Depende del efecto. Muchos conjuros de daño de área hacen la mitad del daño en una salvación con éxito y el daño completo en un fallo. Los efectos basados en condiciones, como estar encantado o paralizado, suelen surtir efecto completo con un fallo y ningún efecto con un éxito. Consulta siempre el conjuro o la aptitud concretos para conocer el resultado de la salvación.
¿Un 20 natural en una tirada de salvación siempre tiene éxito?
En las reglas básicas de 5e, un 20 natural en una tirada de salvación no tiene éxito automático como sí lo tiene en una tirada de ataque, aunque muchas mesas y las revisiones más recientes tratan un 20 natural como éxito automático.
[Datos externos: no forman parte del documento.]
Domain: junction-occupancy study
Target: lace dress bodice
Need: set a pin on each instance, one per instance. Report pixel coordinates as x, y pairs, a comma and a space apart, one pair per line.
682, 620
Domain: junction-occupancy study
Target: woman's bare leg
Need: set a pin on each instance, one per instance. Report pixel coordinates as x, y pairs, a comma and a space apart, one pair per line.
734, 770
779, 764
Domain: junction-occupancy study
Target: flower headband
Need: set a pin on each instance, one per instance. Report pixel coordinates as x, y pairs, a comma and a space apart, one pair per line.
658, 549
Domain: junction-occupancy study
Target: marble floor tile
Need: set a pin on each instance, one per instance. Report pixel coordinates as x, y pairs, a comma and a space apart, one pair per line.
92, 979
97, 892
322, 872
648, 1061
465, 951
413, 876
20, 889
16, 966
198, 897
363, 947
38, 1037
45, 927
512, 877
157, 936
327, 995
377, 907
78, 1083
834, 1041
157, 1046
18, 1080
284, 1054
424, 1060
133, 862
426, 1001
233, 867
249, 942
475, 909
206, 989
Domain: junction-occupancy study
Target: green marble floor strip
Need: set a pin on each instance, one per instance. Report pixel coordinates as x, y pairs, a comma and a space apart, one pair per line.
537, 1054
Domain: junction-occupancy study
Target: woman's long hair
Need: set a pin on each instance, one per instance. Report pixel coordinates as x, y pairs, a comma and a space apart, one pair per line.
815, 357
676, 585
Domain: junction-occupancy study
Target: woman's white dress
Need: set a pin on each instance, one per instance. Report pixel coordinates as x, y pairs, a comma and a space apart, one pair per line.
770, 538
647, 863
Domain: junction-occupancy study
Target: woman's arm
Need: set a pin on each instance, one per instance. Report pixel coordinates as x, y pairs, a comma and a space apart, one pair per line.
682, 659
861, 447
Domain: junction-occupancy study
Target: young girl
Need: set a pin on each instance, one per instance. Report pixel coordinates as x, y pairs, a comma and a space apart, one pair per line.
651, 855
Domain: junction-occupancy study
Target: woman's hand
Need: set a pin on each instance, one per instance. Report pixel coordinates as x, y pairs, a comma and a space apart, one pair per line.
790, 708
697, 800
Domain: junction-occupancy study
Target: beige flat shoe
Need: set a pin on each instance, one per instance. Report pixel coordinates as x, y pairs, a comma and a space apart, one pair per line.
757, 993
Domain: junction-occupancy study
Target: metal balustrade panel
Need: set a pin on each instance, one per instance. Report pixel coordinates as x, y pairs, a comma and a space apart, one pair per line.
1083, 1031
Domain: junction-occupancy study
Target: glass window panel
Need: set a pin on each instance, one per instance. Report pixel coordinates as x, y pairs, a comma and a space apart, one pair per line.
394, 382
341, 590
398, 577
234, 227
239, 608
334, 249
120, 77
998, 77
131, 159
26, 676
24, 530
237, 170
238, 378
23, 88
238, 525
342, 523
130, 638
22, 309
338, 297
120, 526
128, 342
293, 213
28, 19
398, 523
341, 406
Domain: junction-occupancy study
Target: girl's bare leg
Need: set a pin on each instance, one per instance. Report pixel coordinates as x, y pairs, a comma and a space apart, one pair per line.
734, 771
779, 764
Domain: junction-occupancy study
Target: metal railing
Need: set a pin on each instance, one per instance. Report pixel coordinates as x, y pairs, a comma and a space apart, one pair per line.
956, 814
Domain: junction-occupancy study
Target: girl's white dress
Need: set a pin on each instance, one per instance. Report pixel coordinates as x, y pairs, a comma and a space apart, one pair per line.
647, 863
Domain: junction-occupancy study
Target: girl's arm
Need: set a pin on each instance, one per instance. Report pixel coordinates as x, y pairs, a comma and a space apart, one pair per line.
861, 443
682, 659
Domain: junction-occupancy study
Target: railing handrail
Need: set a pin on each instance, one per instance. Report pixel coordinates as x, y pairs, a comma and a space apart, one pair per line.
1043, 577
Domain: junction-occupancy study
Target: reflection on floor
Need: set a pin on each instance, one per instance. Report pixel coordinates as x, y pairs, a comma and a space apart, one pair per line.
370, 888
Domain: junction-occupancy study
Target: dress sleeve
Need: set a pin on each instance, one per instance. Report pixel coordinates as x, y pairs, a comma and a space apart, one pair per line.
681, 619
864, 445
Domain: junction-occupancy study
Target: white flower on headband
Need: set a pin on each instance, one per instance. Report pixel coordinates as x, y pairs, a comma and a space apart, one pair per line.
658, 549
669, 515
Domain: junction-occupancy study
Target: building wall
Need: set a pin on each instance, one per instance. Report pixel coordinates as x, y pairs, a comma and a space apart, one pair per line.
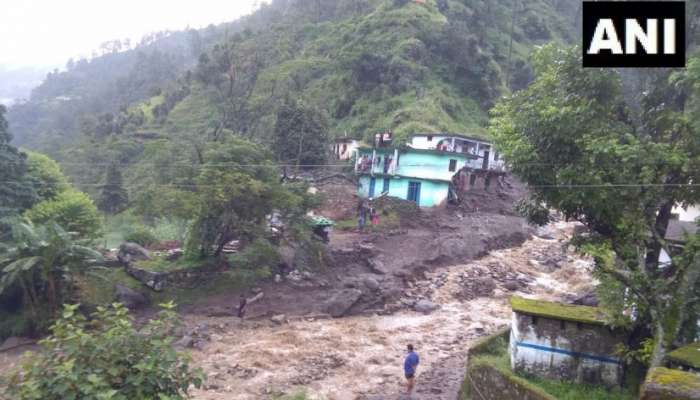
558, 349
418, 165
496, 162
431, 194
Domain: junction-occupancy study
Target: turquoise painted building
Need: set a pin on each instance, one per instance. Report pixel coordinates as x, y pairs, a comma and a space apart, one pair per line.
419, 175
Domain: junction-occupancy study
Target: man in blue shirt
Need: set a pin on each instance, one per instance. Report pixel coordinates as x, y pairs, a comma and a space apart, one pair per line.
409, 368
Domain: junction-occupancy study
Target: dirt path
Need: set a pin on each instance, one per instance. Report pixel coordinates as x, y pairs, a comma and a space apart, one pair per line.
360, 357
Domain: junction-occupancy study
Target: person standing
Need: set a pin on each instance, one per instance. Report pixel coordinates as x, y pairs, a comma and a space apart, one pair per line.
361, 216
409, 368
241, 307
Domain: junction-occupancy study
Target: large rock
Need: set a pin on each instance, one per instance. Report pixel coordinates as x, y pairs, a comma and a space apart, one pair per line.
130, 252
425, 306
130, 297
154, 280
371, 283
377, 266
340, 304
287, 257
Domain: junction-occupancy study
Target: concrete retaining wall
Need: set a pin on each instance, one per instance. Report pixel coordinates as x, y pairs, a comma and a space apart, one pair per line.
558, 349
486, 381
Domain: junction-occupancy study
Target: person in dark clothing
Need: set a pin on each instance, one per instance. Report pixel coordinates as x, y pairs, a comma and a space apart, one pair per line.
241, 307
409, 367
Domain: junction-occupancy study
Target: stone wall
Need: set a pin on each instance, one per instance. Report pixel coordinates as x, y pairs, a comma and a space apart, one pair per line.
485, 380
567, 350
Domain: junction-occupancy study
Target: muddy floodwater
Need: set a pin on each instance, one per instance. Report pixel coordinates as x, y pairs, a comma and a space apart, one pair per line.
360, 357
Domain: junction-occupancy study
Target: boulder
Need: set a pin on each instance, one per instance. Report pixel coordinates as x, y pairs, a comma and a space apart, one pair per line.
287, 257
340, 303
129, 252
371, 283
512, 285
377, 266
279, 319
154, 280
589, 299
130, 297
186, 342
425, 306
Consulta con tu DM, ya que es una regla casera habitual y se ha ajustado en las reglas revisadas.
¿Qué tirada de salvación es la más importante?
Constitución, Destreza y Sabiduría son las tres salvaciones más valiosas porque son las que más se atacan y protegen contra los efectos más peligrosos. Si tu personaje carece de competencia en al menos una de estas, plantea una dote o un objeto para tapar el hueco.
¿Quién fija la CD de una tirada de salvación?
Para los conjuros, la CD es la CD de salvación de conjuros fija del lanzador (8 + bonificador de competencia + modificador de característica de lanzamiento). Para las trampas, los peligros del entorno y las aptitudes de los monstruos, la CD figura en el bloque de estadísticas o en la descripción de la trampa correspondiente. Quien se defiende nunca fija su propia CD.
¿Puedes usar una habilidad o herramienta en una tirada de salvación?
No. Las habilidades y las herramientas se aplican a las pruebas de característica, no a las tiradas de salvación. Las tiradas de salvación usan solo tu modificador de característica y, cuando corresponde, tu bonificador de competencia para esa salvación concreta. Tener claras tus salvaciones y tus habilidades en tu hoja de personaje evita esta confusión común.